Прихожая была пуста. Свечи на мраморном полу — в банках, в бутылках, просто в лужицах собственного воска — рисовали на стенах шевелящиеся тени. Я снял перчатки, сунул в карман. Правая ладонь сама легла на рукоять пистолета не вынимая, просто чтобы помнила, что он там.
Из гостиной доносился Бах. Виолончельная сюита 1 — Анна когда-то ставила её по воскресеньям, пока пекла свои провальные булочки с корицей. Булочки выходили каменными, но запах стоял на весь дом, и Эмили крутилась под ногами, выпрашивая тесто. Я заставил себя не додумывать эту мысль. Сейчас нужны глаза и уши, а не память.
Гостиная оказалась огромной — должно быть, до Смещения здесь жил кто-то, чьё имя печатали в деловых журналах. Высокий потолок терялся в темноте, и свечи не доставали до него, создавая ощущение, что стоишь не в комнате, а в пещере с рукотворным небом где-то наверху. Мебель вынесли или сожгли. Остался только рояль в углу — чёрный, с пожелтевшими клавишами, — и люди.
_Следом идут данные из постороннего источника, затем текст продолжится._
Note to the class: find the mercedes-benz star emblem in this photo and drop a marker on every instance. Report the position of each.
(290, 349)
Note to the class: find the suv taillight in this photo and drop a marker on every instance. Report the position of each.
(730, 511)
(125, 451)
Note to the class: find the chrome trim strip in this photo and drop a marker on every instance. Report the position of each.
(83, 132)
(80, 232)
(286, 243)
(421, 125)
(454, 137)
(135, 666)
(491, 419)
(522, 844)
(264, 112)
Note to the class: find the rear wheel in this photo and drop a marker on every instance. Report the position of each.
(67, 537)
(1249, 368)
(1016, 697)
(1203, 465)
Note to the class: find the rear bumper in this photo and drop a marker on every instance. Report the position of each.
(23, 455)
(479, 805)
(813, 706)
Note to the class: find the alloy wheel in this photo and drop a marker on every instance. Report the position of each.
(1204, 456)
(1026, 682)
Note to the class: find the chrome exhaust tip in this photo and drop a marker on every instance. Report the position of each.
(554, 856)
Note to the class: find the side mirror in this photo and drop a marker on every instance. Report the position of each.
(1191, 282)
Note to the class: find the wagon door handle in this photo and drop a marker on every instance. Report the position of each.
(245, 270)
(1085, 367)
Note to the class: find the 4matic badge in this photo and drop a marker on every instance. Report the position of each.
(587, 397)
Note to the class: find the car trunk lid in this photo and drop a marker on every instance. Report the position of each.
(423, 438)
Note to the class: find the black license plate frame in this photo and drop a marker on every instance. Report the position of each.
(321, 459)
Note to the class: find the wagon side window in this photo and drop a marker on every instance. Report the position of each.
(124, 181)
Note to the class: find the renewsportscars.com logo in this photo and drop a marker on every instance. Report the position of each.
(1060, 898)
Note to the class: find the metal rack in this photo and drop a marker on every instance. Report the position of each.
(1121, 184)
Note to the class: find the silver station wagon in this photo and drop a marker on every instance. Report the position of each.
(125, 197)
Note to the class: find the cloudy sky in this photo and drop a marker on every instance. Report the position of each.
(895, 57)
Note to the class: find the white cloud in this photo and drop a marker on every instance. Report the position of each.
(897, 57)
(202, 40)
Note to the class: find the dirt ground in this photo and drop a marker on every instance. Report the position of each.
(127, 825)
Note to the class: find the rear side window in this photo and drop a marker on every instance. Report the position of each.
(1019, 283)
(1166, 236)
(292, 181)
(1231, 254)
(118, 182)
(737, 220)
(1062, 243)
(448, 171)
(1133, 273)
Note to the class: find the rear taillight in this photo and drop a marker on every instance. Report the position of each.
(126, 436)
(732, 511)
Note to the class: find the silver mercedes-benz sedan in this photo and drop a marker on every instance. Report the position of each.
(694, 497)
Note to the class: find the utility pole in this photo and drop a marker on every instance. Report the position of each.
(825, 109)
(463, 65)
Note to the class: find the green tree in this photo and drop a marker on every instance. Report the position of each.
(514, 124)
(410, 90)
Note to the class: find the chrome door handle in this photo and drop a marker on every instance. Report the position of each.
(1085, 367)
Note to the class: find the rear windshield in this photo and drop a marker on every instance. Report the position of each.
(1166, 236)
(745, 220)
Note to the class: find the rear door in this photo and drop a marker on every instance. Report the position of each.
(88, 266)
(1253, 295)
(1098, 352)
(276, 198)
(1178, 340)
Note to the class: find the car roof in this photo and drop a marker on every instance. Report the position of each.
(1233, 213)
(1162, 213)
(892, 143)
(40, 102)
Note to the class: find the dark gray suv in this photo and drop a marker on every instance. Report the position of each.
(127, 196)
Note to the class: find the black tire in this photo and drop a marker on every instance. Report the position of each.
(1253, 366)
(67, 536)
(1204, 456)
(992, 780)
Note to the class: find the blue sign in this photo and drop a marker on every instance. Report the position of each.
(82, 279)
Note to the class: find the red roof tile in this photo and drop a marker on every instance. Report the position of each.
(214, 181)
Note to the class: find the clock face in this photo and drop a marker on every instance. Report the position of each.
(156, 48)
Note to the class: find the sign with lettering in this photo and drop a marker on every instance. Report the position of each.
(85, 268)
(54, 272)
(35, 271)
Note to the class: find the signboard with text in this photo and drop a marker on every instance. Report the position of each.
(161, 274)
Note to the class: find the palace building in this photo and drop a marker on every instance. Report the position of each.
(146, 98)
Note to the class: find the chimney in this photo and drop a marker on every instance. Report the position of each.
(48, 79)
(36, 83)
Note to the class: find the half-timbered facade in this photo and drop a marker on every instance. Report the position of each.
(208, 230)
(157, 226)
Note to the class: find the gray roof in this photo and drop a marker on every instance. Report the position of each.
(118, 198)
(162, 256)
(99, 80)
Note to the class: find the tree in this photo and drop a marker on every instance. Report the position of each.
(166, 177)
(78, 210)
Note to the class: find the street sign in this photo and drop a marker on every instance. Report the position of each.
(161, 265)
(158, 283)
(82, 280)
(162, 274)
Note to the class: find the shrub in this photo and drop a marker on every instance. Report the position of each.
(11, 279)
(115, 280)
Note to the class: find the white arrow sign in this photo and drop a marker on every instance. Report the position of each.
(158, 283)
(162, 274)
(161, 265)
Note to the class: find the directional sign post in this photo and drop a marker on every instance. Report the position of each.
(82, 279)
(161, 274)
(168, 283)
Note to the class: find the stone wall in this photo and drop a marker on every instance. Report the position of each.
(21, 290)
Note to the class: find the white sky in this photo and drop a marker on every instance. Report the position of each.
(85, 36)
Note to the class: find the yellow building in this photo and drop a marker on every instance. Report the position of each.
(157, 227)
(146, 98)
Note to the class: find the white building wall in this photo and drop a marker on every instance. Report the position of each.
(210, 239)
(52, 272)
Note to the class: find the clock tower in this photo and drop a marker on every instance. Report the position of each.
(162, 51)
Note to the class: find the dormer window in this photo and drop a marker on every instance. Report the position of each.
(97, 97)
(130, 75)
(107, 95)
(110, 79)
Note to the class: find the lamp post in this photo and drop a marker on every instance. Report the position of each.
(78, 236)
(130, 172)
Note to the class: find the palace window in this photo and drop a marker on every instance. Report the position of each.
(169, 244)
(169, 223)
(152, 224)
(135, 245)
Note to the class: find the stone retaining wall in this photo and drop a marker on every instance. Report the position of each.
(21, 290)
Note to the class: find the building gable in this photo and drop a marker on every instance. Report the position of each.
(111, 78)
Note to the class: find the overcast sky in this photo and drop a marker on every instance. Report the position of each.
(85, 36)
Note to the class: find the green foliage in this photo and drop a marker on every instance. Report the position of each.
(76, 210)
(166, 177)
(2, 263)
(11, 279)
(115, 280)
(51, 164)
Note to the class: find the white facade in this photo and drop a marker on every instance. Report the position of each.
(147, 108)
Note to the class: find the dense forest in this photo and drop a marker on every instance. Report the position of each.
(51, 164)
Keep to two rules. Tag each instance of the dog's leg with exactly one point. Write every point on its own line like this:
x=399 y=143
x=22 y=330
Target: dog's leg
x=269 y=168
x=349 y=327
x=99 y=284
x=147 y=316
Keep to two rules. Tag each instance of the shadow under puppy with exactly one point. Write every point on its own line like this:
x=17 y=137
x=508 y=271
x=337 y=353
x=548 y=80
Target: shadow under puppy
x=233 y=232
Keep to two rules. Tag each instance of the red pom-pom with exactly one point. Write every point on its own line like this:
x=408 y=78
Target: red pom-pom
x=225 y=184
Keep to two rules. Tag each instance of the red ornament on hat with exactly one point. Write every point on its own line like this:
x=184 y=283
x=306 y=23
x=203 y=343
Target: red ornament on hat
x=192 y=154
Их было около тридцати. Они сидели на полу, на подушках, на расстеленных одеялах, кто-то полулежал, привалившись спиной к стене. Не те к которым я привык за эти годы, — не тощие, с проваленными глазами, не трясущиеся. Эти выглядели... обычно. Мужчина в свитере грубой вязки, женщина с короткой стрижкой и в серьгах — явно дорогих когда-то, теперь просто побрякушка. Пара подростков в углу, держатся за руки, глаза блестят не от наркотика пока, а от страха и предвкушения пополам. Семья — муж, жена, мальчик лет десяти. Мальчика я заметил сразу. Он не смотрел на сцену. Он смотрел на свечу перед собой, как будто видел там что-то, чего не видели остальные.
Никто не обернулся на меня. Музыка — Бах всё ещё звучал, из потрескивающего динамика на полу — держала их плотнее, чем любой наркотик. Или, может, они уже приняли первую дозу, ту, что расслабляет, но ещё не уводит. Я скользнул вдоль стены, находя позицию. Спина к роялю, лицом к залу.
На импровизированной сцене — деревянный ящик из-под боеприпасов и бархатная штора, прибитая к стене гвоздями, — стоял мужчина. Лет шестьдесят, седой, в круглых очках, которые странно смотрелись в этом антураже: слишком интеллигентные. Не тот, кого я искал, но фигура известная. Доктор Элиас Вейл собственной персоной — в розыскных ориентировках его называли «мозгом», хотя сам он никогда не прикасался к деньгам и не держал в руках оружия. Он просто создал формулу. «Аврору». Препарат, который воспроизводил предсмертное ощущение солнечного тепла на сетчатке, на коже, в костях — и попутно останавливал сердце. Красиво, даже как-то поэтично.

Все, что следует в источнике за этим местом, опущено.